Turns out all this dancing and drumming and rattle-shaking was Grampa’s death song. Pretty energetic for a dying old guy whose skill is fading. 

So Grampa dies, and Mom lops off her hair and rubs ashes on her arms and face—and then has to explain to her horrified husband and children why she’s doing this. Then she sets in to weave a basket. Although it would be an odd thing for a grieving Indian woman to do, it gives Ketchum the opportunity to write—this:
“Mother’s hands began to move and I watched her for a moment. Her fingers snaked a pale splint into the half-formed basket, twining the ash in and out through darker splints so the pattern alternated, dark, then light. Dark. Light. Mother. Father. A dark splint, a light one, woven together. My sister and me, formed from the two—each one of us a sturdy basket, held by the tight mesh of our parents’ weaving. Each neither Pequot, nor English, but both.”
Holy Belabored Metaphor, Batman! And ash splints are not twined, they’re plaited.
More:
Daniel admires the quilling that decorates the bottom of his new deerskin pouch, and muses that "Mom must have spent long hours softening the hide, collecting the quills, then weaving them into this beautiful pattern." Let's get real here. Quills are not collected. (Can you imagine someone walking through the woods, looking for quills? Does the term "needle in a haystack" ring a bell?) There are three ways to get quills: (1) Find a dead porcupine, remove the quills, (2) Find a live porcupine, throw a blanket over it, remove the quills from the blanket, or (3) Find a porcupine, shoot it, remove the quills.
Grampa verbally instructs Daniel on how to make a dugout canoe: “You must find a straight tree with no branches,” he explains. “A chestnut will last forever….First peel off the bark. Then build a fire inside the log and watch it carefully. Burn it, and scoop out the wood. It takes a long time."
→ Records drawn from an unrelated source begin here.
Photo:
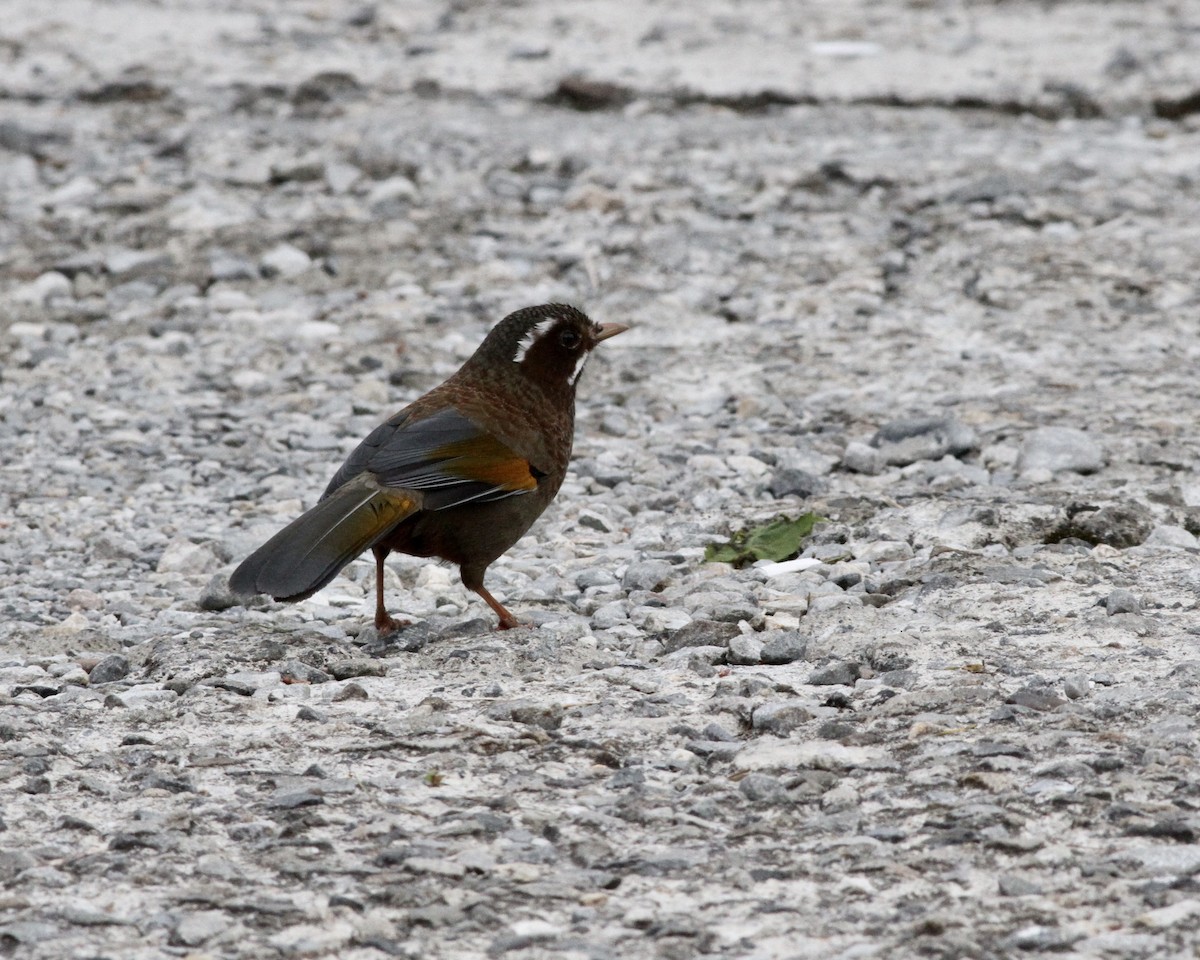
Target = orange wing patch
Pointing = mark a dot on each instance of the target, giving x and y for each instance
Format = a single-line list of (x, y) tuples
[(489, 461)]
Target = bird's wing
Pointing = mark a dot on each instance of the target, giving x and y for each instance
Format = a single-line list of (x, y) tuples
[(447, 456)]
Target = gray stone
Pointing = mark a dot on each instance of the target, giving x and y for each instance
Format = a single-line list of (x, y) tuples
[(861, 457), (216, 595), (784, 647), (193, 929), (792, 481), (1121, 601), (1119, 526), (1036, 699), (1056, 449), (646, 575), (285, 261), (109, 670), (745, 651), (904, 442), (780, 717), (834, 673), (701, 634), (762, 787)]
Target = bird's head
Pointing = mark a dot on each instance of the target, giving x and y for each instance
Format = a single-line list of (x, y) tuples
[(549, 343)]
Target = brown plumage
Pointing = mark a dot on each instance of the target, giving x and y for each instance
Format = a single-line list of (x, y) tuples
[(459, 474)]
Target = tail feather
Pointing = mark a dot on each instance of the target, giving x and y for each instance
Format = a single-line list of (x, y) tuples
[(307, 553)]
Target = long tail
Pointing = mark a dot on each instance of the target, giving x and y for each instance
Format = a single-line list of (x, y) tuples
[(307, 553)]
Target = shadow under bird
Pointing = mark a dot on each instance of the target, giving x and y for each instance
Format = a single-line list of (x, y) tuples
[(459, 474)]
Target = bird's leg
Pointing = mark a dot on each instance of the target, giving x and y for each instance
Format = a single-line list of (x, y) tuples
[(384, 622), (508, 622)]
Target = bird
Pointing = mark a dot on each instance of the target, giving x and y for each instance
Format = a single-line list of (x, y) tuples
[(459, 474)]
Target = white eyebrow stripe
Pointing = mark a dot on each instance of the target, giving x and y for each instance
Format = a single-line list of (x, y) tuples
[(535, 331), (579, 366)]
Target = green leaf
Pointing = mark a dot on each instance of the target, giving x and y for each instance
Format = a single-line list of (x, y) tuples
[(778, 540)]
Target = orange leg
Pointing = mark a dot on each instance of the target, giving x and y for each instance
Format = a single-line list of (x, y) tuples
[(384, 622), (508, 622)]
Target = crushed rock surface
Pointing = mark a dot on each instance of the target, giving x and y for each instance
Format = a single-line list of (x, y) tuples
[(925, 270)]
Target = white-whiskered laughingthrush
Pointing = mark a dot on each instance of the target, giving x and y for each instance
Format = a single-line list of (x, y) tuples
[(459, 474)]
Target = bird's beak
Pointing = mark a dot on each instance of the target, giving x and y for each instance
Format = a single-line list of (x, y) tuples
[(610, 330)]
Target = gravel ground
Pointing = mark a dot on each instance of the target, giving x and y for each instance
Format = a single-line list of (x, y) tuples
[(928, 270)]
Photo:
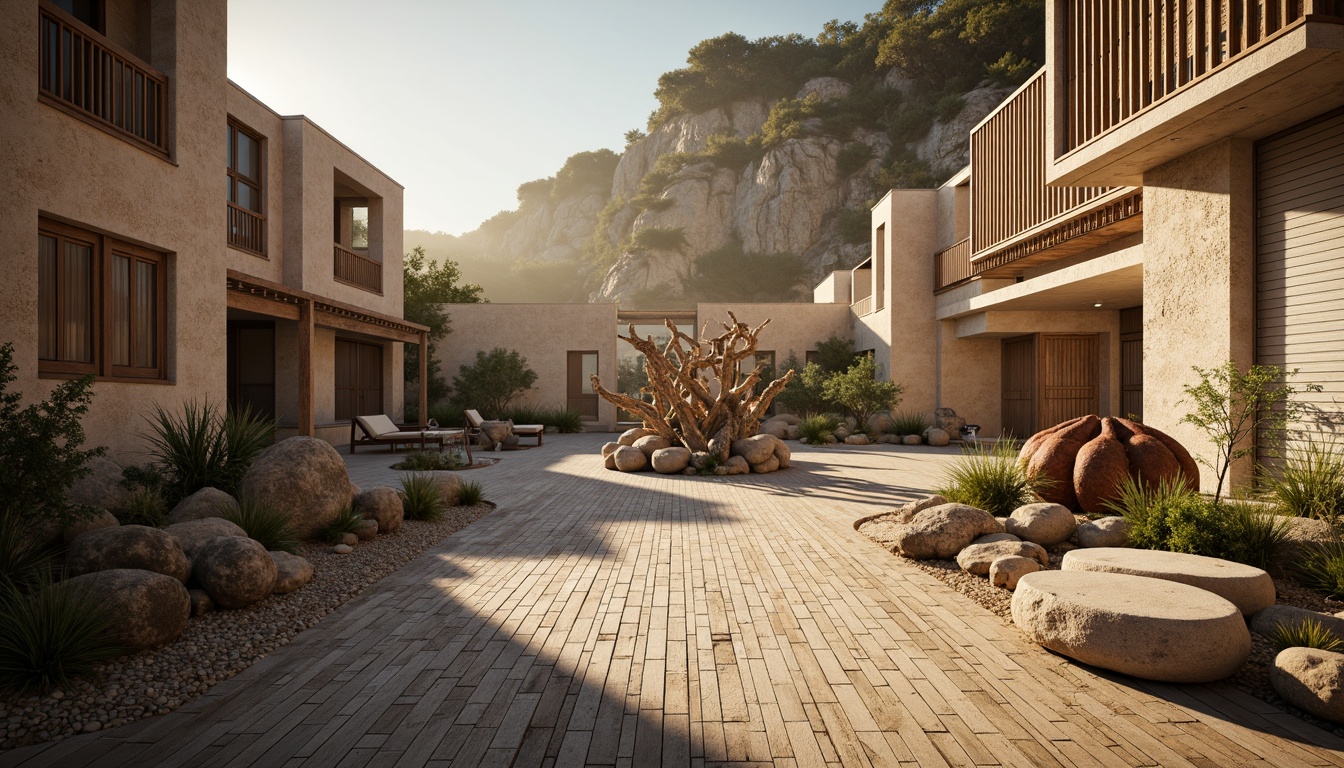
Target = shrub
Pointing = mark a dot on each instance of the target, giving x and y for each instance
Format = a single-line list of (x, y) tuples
[(265, 523), (860, 392), (421, 498), (909, 423), (347, 522), (471, 494), (988, 476), (42, 447), (1305, 634), (1311, 482), (206, 448), (816, 429), (51, 632)]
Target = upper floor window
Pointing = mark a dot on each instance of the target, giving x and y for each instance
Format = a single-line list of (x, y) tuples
[(246, 221), (101, 305)]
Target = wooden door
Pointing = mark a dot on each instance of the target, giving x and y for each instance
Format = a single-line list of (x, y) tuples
[(1069, 373), (1019, 386), (582, 397)]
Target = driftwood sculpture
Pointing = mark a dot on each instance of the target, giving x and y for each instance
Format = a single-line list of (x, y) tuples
[(686, 409)]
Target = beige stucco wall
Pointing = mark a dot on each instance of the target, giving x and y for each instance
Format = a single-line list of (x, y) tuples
[(1199, 280), (543, 334)]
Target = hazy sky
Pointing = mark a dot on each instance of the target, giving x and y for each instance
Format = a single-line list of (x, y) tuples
[(463, 101)]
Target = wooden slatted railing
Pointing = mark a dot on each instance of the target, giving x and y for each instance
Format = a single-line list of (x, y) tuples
[(85, 73), (1008, 156), (1125, 55), (952, 265), (246, 229), (356, 269)]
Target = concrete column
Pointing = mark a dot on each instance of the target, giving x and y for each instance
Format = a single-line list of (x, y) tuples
[(1199, 281)]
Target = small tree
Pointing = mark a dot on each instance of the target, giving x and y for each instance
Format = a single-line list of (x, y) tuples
[(1230, 406), (860, 393), (492, 382), (42, 447)]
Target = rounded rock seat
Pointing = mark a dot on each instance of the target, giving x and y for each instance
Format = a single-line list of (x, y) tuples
[(1246, 587), (1144, 627)]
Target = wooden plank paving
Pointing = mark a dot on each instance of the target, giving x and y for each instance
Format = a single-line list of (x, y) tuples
[(639, 620)]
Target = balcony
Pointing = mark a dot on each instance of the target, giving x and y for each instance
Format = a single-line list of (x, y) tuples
[(1139, 82), (88, 75), (356, 269)]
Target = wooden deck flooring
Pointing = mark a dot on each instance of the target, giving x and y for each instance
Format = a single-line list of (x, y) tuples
[(612, 619)]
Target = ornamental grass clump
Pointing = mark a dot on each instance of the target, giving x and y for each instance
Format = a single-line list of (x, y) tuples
[(988, 476)]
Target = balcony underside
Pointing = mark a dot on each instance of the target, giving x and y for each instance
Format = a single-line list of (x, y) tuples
[(1290, 80)]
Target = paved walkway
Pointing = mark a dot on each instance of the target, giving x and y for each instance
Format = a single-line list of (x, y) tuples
[(643, 620)]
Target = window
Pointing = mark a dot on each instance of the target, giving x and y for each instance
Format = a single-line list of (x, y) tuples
[(101, 305), (246, 221)]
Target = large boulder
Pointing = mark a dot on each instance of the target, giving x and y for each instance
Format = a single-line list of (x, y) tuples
[(234, 570), (1246, 587), (101, 487), (1086, 459), (203, 503), (942, 531), (305, 478), (1311, 679), (629, 459), (756, 449), (292, 572), (977, 557), (191, 534), (139, 548), (149, 608), (382, 505), (671, 460), (1105, 531), (1132, 624), (1046, 525)]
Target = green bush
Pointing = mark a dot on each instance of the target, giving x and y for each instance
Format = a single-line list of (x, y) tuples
[(421, 498), (471, 494), (51, 632), (265, 523), (42, 448), (206, 448), (1305, 634), (1311, 482), (988, 476)]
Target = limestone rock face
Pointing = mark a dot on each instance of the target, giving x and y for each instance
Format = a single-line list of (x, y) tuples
[(381, 505), (234, 570), (1311, 679), (1046, 525), (942, 531), (203, 503), (304, 476), (137, 548), (1143, 627), (151, 608)]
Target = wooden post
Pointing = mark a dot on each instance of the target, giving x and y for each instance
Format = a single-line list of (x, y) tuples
[(424, 378), (307, 424)]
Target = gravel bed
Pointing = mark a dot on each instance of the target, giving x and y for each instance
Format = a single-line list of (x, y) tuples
[(1251, 678), (218, 646)]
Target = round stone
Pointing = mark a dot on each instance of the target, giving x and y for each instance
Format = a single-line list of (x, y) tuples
[(1144, 627), (1246, 587)]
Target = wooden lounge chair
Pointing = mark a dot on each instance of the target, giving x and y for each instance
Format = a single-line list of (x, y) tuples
[(381, 431), (473, 425)]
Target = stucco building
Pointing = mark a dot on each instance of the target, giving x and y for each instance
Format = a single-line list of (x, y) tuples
[(128, 261)]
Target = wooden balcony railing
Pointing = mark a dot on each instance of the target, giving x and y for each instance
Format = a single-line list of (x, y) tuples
[(246, 229), (358, 269), (1125, 55), (86, 74), (952, 265)]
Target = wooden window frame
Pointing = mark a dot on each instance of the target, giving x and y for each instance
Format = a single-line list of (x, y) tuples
[(235, 178), (106, 248)]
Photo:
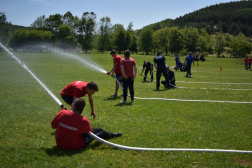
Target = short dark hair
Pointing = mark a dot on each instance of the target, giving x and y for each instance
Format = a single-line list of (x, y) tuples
[(79, 104), (113, 52), (159, 53), (93, 86), (127, 53)]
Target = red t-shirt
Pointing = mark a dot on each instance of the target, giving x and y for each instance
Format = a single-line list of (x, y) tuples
[(117, 59), (246, 60), (69, 129), (128, 64), (75, 89), (250, 60)]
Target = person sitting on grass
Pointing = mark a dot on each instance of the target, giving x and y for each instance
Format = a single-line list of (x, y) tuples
[(148, 66), (171, 78), (72, 129), (79, 89), (183, 68)]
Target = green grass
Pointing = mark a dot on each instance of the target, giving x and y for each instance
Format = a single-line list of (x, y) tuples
[(26, 111)]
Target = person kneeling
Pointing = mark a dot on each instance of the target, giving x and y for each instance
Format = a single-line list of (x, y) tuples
[(72, 129), (171, 77)]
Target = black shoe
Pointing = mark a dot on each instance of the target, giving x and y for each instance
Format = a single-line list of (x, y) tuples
[(118, 134)]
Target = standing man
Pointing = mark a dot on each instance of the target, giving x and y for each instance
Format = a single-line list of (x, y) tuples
[(79, 89), (177, 60), (129, 75), (160, 65), (148, 66), (116, 69), (249, 61), (189, 60), (72, 129), (171, 77), (246, 60)]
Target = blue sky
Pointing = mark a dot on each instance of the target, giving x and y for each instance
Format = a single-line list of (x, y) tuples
[(141, 13)]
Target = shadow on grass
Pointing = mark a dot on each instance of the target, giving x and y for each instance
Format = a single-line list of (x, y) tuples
[(112, 98), (56, 151)]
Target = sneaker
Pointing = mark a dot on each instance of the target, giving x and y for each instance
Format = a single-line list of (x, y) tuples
[(123, 101), (118, 134), (114, 95)]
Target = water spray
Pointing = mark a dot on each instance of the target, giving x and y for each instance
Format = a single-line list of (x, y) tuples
[(23, 65)]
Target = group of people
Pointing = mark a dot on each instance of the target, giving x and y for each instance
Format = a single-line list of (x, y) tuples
[(72, 129), (186, 66)]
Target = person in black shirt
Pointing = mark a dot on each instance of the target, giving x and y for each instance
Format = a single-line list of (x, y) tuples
[(160, 65), (171, 77), (148, 66)]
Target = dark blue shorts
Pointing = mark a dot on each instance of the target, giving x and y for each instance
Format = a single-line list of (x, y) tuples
[(119, 77)]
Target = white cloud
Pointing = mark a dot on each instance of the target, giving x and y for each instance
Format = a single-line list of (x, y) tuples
[(43, 2)]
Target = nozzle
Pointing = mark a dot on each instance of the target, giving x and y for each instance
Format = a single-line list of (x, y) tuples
[(62, 106)]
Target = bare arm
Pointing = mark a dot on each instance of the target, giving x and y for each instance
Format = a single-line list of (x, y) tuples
[(113, 69), (123, 73), (92, 106), (135, 69)]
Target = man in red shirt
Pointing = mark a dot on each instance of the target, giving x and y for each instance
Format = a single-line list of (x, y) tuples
[(116, 69), (249, 61), (79, 89), (129, 75), (72, 129), (246, 63)]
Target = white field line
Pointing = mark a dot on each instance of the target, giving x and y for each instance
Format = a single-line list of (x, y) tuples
[(184, 100), (212, 88)]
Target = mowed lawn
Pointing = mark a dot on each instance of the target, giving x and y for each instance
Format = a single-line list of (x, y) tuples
[(26, 111)]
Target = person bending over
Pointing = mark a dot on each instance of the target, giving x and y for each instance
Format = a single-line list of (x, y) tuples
[(148, 66), (127, 65), (171, 77), (72, 129), (79, 89)]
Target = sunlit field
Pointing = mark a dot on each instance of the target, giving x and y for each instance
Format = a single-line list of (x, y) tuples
[(26, 111)]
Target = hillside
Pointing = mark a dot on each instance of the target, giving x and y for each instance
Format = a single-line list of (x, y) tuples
[(232, 18)]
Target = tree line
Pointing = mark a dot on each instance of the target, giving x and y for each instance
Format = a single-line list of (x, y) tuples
[(68, 32)]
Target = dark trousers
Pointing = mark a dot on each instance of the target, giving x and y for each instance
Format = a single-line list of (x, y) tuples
[(99, 132), (129, 83), (172, 82), (158, 75), (67, 99), (146, 72), (188, 69)]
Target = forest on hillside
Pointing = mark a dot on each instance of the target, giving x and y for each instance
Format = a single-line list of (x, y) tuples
[(231, 17)]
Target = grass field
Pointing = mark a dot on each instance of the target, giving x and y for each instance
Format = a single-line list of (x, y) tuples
[(26, 111)]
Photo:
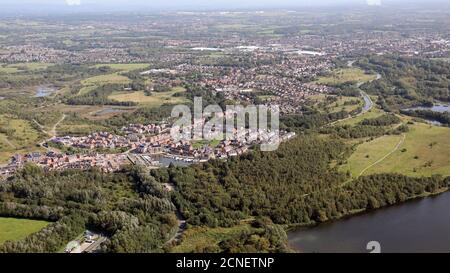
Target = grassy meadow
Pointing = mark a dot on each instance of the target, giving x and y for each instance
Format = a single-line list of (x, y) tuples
[(12, 229)]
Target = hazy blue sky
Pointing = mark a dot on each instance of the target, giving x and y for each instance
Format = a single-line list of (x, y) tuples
[(149, 5)]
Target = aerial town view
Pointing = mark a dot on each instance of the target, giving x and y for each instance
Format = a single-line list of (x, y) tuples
[(224, 127)]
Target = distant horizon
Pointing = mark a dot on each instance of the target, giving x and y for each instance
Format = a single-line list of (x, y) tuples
[(101, 6)]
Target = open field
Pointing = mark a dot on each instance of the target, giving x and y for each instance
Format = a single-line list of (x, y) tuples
[(373, 113), (198, 238), (17, 136), (346, 75), (93, 112), (19, 67), (124, 67), (201, 143), (154, 100), (12, 229), (90, 84), (338, 105), (424, 152)]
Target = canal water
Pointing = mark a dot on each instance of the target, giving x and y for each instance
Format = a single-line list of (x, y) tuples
[(416, 226)]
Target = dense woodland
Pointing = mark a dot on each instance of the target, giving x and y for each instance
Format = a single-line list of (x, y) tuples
[(293, 185), (129, 207)]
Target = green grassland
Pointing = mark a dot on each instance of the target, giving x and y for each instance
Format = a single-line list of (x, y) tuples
[(199, 238), (154, 100), (347, 75), (424, 152), (12, 229), (336, 106), (373, 113), (17, 136)]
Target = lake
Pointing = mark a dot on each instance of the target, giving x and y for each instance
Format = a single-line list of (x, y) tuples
[(415, 226)]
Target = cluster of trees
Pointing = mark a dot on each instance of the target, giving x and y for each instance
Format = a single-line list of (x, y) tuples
[(130, 208), (221, 193), (358, 131), (311, 120), (265, 237), (291, 185)]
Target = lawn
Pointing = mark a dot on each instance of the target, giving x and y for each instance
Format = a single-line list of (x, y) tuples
[(423, 153), (90, 84), (347, 75), (369, 152), (338, 105), (12, 229), (17, 136), (201, 143), (154, 100), (124, 67), (198, 238), (373, 113), (19, 67)]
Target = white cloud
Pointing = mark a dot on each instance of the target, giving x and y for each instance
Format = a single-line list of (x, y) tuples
[(73, 2), (374, 2)]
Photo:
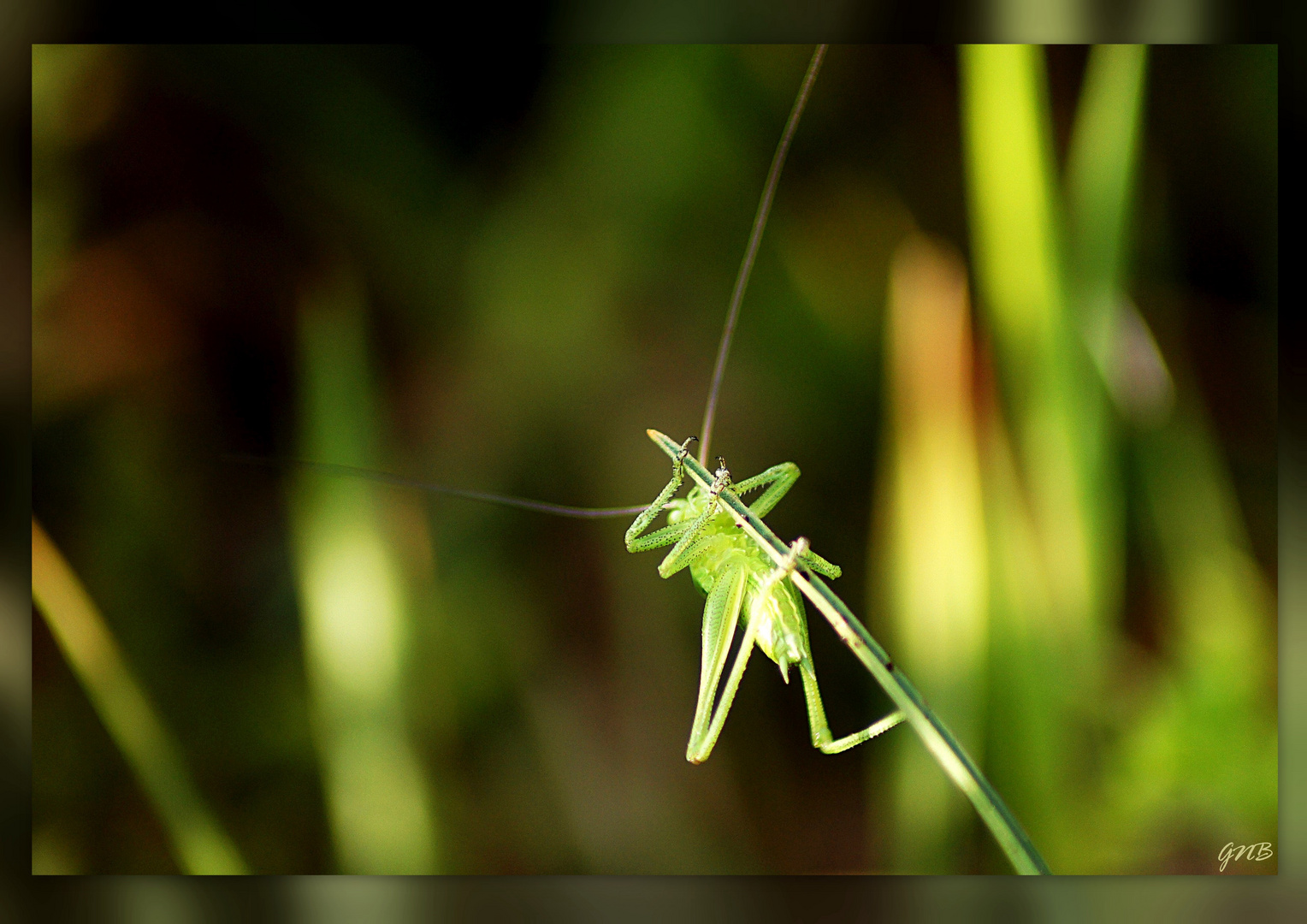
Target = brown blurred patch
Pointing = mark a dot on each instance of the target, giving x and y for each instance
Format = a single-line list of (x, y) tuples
[(126, 311)]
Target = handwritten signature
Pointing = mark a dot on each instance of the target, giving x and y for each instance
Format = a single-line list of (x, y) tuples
[(1260, 851)]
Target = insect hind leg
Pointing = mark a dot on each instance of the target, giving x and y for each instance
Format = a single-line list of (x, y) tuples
[(779, 477), (822, 738)]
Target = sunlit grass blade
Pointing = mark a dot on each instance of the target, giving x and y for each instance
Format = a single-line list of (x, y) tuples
[(354, 609), (1049, 393), (936, 736), (933, 567), (131, 719)]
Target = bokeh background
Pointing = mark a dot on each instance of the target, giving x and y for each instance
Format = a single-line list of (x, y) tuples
[(1021, 342)]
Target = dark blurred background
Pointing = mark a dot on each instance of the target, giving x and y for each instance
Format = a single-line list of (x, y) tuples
[(494, 270)]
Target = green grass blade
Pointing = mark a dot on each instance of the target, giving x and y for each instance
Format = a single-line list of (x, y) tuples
[(131, 719), (936, 736)]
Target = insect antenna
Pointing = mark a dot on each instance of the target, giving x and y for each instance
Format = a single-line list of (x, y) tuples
[(750, 252), (386, 477)]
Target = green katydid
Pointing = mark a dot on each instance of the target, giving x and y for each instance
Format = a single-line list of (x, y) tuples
[(739, 577), (749, 575)]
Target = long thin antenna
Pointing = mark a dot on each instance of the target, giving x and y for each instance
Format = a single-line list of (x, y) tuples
[(760, 221), (541, 506)]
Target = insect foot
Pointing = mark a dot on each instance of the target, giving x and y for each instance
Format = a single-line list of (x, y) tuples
[(680, 456)]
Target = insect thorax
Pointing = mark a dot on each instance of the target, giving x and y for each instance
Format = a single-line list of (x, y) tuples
[(782, 625)]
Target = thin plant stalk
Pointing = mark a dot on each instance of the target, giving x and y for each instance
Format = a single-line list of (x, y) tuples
[(932, 731), (200, 844)]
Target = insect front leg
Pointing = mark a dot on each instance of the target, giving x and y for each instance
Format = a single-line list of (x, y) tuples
[(780, 477), (667, 535), (819, 565)]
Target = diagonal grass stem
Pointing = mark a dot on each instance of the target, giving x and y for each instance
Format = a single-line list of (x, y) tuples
[(932, 731)]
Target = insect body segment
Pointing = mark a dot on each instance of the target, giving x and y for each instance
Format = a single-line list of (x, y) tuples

It does take a long time, even if you don’t have to look for a tree with no branches and then wait for the tree to fall. Grampa’s directions are pretty straightforward; he just left out a few steps: You have to chop down the tree, drag it to a clearing (preferably near the water), cut off the bark and shape the outside with an axe, then do slow controlled burning (using wet clay as a barrier) to shape the inside, scrape out the coals, repeat burning and scraping the length of the boat, then scrape the inside and outside smooth. This is not the kind of wisdom an Indian grandfather would pass on to his young grandson—by talking. He would more likely show his grandson how something this complex is done, and he would enlist the aid of other male family or community members. And all the while they were working together, grampa would be telling stories about patience, commitment, and passing down history. 

The red-tailed hawk who flies around, alternately bringing and taking messages and leading people to safety is busier than Rin-Tin-Tin. As the great Cherokee philosopher Tom King said, “the beauty of Native philosophy is that not everything means something." 

Finally, Indians don’t have “gleaming black eyes” or “eyes black as coal.” No one does. Where the Great Hawk Flies is a boring book besides. 
—Beverly Slapin


1 comment:

Anonymous said...

Dang it! I'm one of those librarians who bought the book on the strength of good reviews. I'm wondering how to avoid this in the future. How do you feel about being an authority, given your blog's title?